Of course im so fucked up sarah. I fight away tornadoes.
No. I was horrified and confused as to why you thought scrambled eggs and cottage cheese was a good mix
of course. lets lasso hookers.
There's a guy at this party taking all the unfinised beers and pouring them into a pitcher so he can drink them tomorrow.
Restaurants Roasting People Who Gave Them Negative Yelp Reviews (25 Pics)
I feel like the only solution to this is to get naked and lay in the shower for a hour then see what my penis wants to do.
Remember the time we were in the hospital and I wanted to steel the arm restraints and use them as sex toys?? Oh college memories....

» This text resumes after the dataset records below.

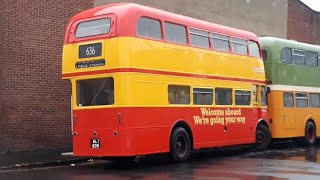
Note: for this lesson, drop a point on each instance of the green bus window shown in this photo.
(178, 94)
(242, 97)
(95, 92)
(264, 54)
(298, 57)
(202, 96)
(239, 46)
(149, 28)
(311, 59)
(286, 56)
(314, 100)
(93, 28)
(223, 96)
(288, 100)
(199, 38)
(220, 42)
(254, 49)
(175, 33)
(301, 100)
(264, 99)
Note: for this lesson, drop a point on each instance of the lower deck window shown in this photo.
(179, 94)
(202, 96)
(223, 96)
(301, 100)
(95, 92)
(242, 97)
(288, 100)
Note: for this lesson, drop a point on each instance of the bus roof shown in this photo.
(279, 44)
(129, 12)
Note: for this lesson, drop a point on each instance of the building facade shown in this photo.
(35, 102)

I just want to curl up with him and brush his hair and sing love songs together, I think you should come over and end this
i love him because he let me keep my UGGS on while we had sex
All I could think of during that funeral was how great I look in a suit, how creepy catholics are, and how horny I am.
Woman Posts Harassing DMs From Creep Online, Now He’s Upset Because People Told His Mom
well a fat roach just fell out of my hair. so there's that
So I'll be starting a scrapbook from all the mugshots of the guys I've slept with
Explain why there's a meatball in my bong
Tacos and sex are way better than any anti depressant pill ever was. I think I made a medical discovery here.
I'm literally the definition of crunk, sunburnt, and dehydrated. I'm going to die tomorrow.
Recliner chair sex has moments of worry....just don't.